Covid-19 disrupted every industry, but dining, in particular, took a definite hit in 2020. As per the National Restaurant Association report, more than110,000 eating and drinking establishments closed last year, either temporarily or for good, and 2.5 million restaurant industry jobs disappeared. The report, which surveyed 6,000 operators and 1,000 adults, said restaurant and food-service sales came in at $659 billion last year — that’s $240 billion lower than its pre-pandemic projections for the year of $899 billion in total sales.

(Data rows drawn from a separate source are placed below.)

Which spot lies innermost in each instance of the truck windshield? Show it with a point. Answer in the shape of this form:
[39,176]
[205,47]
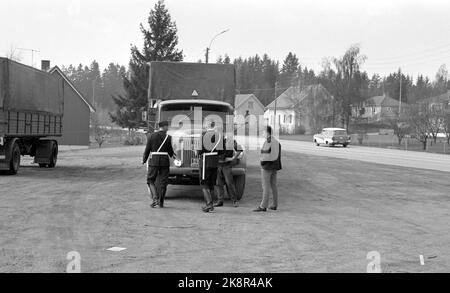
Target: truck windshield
[169,111]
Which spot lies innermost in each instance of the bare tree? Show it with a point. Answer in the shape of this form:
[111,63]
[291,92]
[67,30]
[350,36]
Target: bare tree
[399,123]
[100,121]
[436,116]
[419,120]
[446,123]
[347,87]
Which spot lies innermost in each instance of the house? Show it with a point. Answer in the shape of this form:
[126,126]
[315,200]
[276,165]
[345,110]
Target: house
[377,108]
[439,102]
[77,111]
[248,105]
[307,110]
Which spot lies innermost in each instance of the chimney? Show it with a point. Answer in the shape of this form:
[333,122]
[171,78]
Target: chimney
[45,65]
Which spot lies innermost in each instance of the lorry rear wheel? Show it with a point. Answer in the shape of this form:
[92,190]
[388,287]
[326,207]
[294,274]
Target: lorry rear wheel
[14,164]
[239,184]
[53,156]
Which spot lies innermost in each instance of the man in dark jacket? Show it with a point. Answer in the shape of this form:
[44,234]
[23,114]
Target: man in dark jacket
[227,160]
[270,165]
[156,155]
[212,148]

In 2020, Le Pain Quotidien had to file for Chapter 11 bankruptcy protection, closed 98 US locations of the café and allowed the new owner, Aurify Brands to buy out 52 locations for about $5 million. However, Le Pain Quotidien withstood this economic downturn and relaunched after the pandemic in the beginning of 2021.

“It was a challenge to re-start definitely. We are happy to have made a comeback. Covid-19 has definitely been hard on the world, us included. Our GCC locations have still performed well. Thanks to the quick Covid-19 response, we are definitely looking forward to a brighter 2022. The second half of 2021 brings an opportunity for a rebound as consumers have pent-up demand. Since a lot of people were stuck at home, they have embraced re-opening of cafes and sales will push up”, reflected Alain.

At best, he said, it will take two years to recoup his lost sales. At worst, he projects five, as he relies on takeout and delivery.

Technology, changing eating patterns, health-and-wellness trends have led to dynamic shifts in consumers’ path to purchase over the past three years. The baking industry is selling to a consumer base more generationally diverse than at any point in history. And the market isn’t going backward, so bakers, retailers and food service operators are adapting to change faster than ever.

“For me, it was never about following the crowd or pandering to industry trends. I simply wanted to create high quality bread by mastering various techniques and using the best ingredients. The retail bakery chain industry is certainly competitive, but our added value lies in our freshly prepared, organic and healthy meal options that have proved popular for over 30 years”, pondered Alain. If a baking company can hit the right audience with the appropriate products targeted for the correct opportunity, Alain suggested that e-commerce can create a whole new market outside its traditional geography. “A ‘trend’ right now would be the whole shift towards organic produce. LPQ has been following this since its inception in 1990. So we have been ahead of the curve that way,” he added.

All great ideas and plans have simple origins. That is true for Le Pain Quotidien too. What has the key to it’s longevity been? The originality of sourdough breads, seasonal ingredients, artisan techniques, healthy, organic and nutritious food for a better lifestyle. Moreover, it’s an adaptation to the taste of today – the growing coffee culture, consumers opting for out-of-home consumption of deli food in a relaxed and hospitable atmosphere. From a single oven at the back of a restaurant to hundreds of stores worldwide, even now, 30 years after starting Le Pain Quotidien, the restaurant group is known for its signature appeal. “The sourdough bread I make is unique because usually bakeries use a lot yeast to bake it very fast. You create a product or a concept and the consumer validates your ideas. With such bakeries, the future of retail looks bright. People will always eat bread so the industry will always flourish. “We are eternally grateful to the hard work of our team in building the brand to where it stands today, and undoubtedly our Le Pain Quotidien community that inspires us to keep going” concluded Alain.